We thank the referee for the constructive feedback and for highlighting the strengths of our work, including the preservation of Phase-1 solves and the release of VERITAS-CombiBench. We respond point-by-point to the major comments below and commit to revisions that directly address the concerns raised.

read point-by-point responses
  1. Referee: [Methods (Phase-2 protocol)] The description of the critic (how verifier outputs are mapped to negative examples for MCTS) lacks an ablation that removes the critic while exactly matching Phase-2 search budget; without this, the attribution of the 3.7-point miniF2F gain and the CombiBench delta specifically to feedback-driven exploration cannot be isolated from additional search effort.

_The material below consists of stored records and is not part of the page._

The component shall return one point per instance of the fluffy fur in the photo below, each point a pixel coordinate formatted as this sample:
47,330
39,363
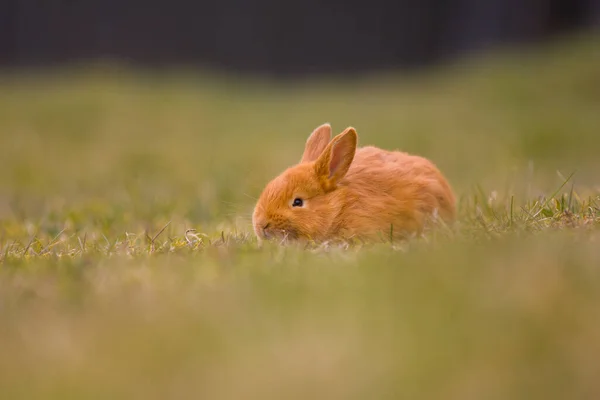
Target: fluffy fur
348,192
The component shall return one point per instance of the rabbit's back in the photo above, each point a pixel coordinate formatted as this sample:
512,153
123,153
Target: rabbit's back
386,188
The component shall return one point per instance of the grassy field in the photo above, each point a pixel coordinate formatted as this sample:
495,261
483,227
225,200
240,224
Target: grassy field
128,267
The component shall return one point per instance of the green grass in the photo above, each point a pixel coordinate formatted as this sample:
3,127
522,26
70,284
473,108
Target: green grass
128,267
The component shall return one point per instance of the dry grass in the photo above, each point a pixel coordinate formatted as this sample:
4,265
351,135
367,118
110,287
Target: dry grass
128,268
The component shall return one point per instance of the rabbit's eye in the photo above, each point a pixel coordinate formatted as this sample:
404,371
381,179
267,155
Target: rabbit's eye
297,202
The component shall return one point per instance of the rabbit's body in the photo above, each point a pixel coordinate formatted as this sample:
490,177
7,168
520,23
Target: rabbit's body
347,192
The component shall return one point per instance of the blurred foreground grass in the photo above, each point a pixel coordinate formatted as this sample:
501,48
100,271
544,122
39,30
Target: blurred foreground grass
128,268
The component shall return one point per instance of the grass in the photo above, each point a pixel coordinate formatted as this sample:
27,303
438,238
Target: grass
128,268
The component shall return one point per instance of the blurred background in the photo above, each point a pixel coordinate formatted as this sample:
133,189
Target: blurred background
275,38
135,137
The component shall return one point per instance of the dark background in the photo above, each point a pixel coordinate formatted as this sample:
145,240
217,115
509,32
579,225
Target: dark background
274,36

    Authors: We agree that an ablation isolating the critic's contribution while exactly matching the Phase-2 search budget would strengthen attribution of the observed gains. In the revised manuscript we will add this ablation: Phase-2 will be re-run with the identical number of MCTS simulations and node expansions but without the critic (using uniform selection or a non-feedback baseline), and we will report the resulting solve rates on both miniF2F and VERITAS-CombiBench. This will allow direct comparison and clarify how much of the 3.7-point and CombiBench deltas are due to feedback-driven exploration versus additional search effort. revision: yes

  2. Referee: [Experimental setup and critic implementation] No details are provided on the critic's prompt template, whether it is zero-shot or fine-tuned, or how negative-example construction avoids systematic bias across proof states (e.g., over-penalizing viable branches with certain lemma styles); this directly affects the weakest assumption that the critic reliably improves exploration without erasing net gains.

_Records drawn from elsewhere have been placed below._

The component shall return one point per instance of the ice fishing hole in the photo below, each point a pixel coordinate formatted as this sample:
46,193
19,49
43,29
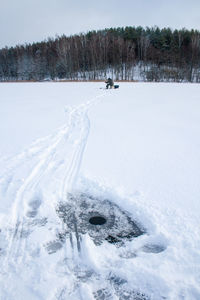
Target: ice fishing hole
97,220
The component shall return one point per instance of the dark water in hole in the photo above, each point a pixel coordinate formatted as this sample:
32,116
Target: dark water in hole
97,220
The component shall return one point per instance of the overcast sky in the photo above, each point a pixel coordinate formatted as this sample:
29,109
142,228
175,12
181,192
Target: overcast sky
25,21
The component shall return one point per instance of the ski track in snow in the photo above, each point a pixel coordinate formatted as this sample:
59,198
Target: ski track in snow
32,185
52,162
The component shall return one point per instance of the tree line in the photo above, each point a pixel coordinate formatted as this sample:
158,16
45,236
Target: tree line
127,53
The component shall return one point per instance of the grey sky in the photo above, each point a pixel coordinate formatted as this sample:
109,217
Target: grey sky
24,21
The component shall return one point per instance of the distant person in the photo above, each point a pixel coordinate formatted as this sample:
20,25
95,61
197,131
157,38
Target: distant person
109,83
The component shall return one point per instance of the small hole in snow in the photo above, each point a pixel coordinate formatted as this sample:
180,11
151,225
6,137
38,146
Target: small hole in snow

    Authors: The critic is implemented as a zero-shot prompt to the same base LLM used elsewhere in the framework; no fine-tuning occurs. We will include the complete prompt template in the appendix of the revised manuscript. Negative examples are constructed by extracting only the specific failed tactic or lemma name from the verifier output and marking solely that branch as negative for the MCTS value function. The prompt is localized to the current proof state and error type, avoiding global penalties. We will add a brief discussion of potential biases (including lemma-style effects) and the design choices intended to limit them. revision: yes

Circularity Check

0 steps flagged

No circularity: empirical comparisons only

full rationale

The paper reports direct empirical results on miniF2F and a new benchmark using a two-phase protocol versus independently run baselines (Best-of-5, Portfolio). No equations, fitted parameters, or derivations are present that could reduce to inputs by construction. No self-citation chains or uniqueness theorems are invoked as load-bearing. The central claims rest on observable performance deltas, which are externally falsifiable and self-contained against the stated benchmarks.

Axiom & Free-Parameter Ledger

0 free parameters · 0 axioms · 0 invented entities

Abstract-only review provides no explicit free parameters, axioms, or invented entities; all claims rest on standard LLM and search assumptions not detailed here.